Quantum-Train-Based Distributed Multi-Agent Reinforcement Learning

Abstract

In this paper, we introduce Quantum-Train-Based Distributed Multi-Agent Reinforcement Learning (Dist-QTRL), a novel approach to addressing the scalability challenges of traditional Reinforcement Learning (RL) by integrating quantum computing principles. Quantum-Train Reinforcement Learning (QTRL) leverages parameterized quantum circuits to efficiently generate neural network parameters, achieving a poly $(\log (N))$ reduction in the dimensionality of trainable parameters while harnessing quantum entanglement for superior data representation. The framework is designed for distributed multi-agent environments, where multiple agents, modeled as Quantum Processing Units (QPUs), operate in parallel, enabling faster convergence and enhanced scalability. Additionally, the Dist-QTRL framework can be extended to high-performance computing (HPC) environments by utilizing distributed quantum training for parameter reduction in classical neural networks, followed by inference using classical CPUs or GPUs. This hybrid quantumHPC approach allows for further optimization in real-world applications.
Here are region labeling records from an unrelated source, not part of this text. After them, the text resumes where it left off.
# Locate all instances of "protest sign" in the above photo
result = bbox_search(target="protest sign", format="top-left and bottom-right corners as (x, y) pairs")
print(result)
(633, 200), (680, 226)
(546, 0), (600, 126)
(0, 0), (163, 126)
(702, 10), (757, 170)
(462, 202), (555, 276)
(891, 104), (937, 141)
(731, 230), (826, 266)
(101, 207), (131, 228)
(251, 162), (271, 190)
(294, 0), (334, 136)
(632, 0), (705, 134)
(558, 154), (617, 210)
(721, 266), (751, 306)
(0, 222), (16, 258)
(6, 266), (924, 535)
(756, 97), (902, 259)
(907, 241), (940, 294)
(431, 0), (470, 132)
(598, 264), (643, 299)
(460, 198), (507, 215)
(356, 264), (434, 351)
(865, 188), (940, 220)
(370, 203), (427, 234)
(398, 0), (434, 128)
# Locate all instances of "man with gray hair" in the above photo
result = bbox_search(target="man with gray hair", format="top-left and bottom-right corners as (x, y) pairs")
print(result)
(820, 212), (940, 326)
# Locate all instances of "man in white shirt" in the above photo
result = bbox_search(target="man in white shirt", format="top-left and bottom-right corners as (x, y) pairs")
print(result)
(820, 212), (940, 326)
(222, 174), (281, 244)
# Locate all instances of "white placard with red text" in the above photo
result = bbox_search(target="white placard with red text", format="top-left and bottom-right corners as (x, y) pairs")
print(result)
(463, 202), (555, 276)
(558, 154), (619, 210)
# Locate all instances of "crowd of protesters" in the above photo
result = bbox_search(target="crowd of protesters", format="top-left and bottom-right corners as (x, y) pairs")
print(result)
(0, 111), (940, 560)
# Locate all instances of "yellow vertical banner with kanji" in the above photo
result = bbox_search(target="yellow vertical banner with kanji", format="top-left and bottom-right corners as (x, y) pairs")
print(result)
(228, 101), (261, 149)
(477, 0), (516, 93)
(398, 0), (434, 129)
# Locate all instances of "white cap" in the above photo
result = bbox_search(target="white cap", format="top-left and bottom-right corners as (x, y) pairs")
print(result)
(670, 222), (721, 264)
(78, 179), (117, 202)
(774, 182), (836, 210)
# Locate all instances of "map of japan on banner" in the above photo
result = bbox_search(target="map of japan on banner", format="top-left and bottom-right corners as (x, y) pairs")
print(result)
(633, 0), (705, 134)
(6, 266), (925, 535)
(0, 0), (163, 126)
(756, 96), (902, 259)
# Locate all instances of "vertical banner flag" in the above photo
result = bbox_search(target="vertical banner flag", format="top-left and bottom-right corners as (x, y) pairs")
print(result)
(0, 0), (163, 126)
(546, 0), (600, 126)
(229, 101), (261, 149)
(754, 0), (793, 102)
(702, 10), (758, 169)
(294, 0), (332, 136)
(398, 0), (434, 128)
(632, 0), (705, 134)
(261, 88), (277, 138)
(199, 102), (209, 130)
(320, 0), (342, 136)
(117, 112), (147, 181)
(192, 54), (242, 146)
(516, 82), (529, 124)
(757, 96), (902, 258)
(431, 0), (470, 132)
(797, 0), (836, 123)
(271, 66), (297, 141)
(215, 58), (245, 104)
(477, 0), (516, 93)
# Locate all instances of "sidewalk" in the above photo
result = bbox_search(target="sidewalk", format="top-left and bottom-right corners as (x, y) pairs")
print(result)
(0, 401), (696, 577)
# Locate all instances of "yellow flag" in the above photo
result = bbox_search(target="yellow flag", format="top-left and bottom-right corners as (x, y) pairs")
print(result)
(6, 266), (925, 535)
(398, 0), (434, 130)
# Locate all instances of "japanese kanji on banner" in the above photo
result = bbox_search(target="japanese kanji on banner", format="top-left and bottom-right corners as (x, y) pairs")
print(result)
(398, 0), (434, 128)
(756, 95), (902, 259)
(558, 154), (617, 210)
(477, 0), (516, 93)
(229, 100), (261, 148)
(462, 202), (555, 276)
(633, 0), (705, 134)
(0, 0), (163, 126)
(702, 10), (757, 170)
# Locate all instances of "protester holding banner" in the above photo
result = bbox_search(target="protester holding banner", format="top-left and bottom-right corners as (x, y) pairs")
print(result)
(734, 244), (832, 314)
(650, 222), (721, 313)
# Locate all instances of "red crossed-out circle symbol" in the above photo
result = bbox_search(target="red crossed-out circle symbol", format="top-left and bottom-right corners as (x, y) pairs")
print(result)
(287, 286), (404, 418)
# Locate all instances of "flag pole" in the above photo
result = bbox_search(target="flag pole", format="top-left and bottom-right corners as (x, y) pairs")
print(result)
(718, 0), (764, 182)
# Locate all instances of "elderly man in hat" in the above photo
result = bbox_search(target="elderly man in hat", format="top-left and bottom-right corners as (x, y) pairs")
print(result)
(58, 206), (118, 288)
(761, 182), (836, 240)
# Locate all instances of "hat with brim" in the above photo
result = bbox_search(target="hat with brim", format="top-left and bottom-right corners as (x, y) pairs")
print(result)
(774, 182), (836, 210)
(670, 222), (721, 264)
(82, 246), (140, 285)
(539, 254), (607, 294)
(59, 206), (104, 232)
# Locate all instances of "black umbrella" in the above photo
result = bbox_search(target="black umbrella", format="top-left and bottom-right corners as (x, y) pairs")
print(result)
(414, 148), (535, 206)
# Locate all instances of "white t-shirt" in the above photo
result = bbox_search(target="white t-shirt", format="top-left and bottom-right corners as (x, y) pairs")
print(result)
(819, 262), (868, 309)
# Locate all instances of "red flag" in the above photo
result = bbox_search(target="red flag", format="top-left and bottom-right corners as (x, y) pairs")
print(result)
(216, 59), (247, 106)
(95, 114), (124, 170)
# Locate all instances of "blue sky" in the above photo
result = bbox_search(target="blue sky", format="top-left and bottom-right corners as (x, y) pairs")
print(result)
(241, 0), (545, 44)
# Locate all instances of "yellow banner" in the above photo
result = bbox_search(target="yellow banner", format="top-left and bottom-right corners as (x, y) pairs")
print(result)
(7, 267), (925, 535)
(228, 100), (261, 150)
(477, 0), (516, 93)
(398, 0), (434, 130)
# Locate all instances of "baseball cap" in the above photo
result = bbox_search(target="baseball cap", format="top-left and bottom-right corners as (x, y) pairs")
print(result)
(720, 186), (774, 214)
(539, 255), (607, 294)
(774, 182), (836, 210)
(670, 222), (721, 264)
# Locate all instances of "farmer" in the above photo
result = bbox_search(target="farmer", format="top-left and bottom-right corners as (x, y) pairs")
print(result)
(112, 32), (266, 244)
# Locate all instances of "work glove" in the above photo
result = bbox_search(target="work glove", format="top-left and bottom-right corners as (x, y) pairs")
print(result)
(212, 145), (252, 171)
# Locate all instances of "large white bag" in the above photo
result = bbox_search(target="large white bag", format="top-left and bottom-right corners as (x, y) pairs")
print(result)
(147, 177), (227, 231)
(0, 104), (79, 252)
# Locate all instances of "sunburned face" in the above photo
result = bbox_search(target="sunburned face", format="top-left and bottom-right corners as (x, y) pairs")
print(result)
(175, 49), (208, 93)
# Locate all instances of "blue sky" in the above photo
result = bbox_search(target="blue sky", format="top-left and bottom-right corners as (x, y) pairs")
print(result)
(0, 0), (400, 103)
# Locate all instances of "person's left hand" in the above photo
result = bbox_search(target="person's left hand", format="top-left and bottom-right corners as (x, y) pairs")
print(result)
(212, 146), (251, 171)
In this paper, we provide a mathematical formulation of the Dist-QTRL framework and explore its convergence properties, supported by empirical results demonstrating performance improvements over centric QTRL models. The results highlight the potential of quantum-enhanced RL in tackling complex, highdimensional tasks, particularly in distributed computing settings, where our framework achieves significant speedups through parallelization without compromising model accuracy. This work paves the way for scalable, quantum-enhanced RL systems in practical applications, leveraging both quantum and classical computational resources.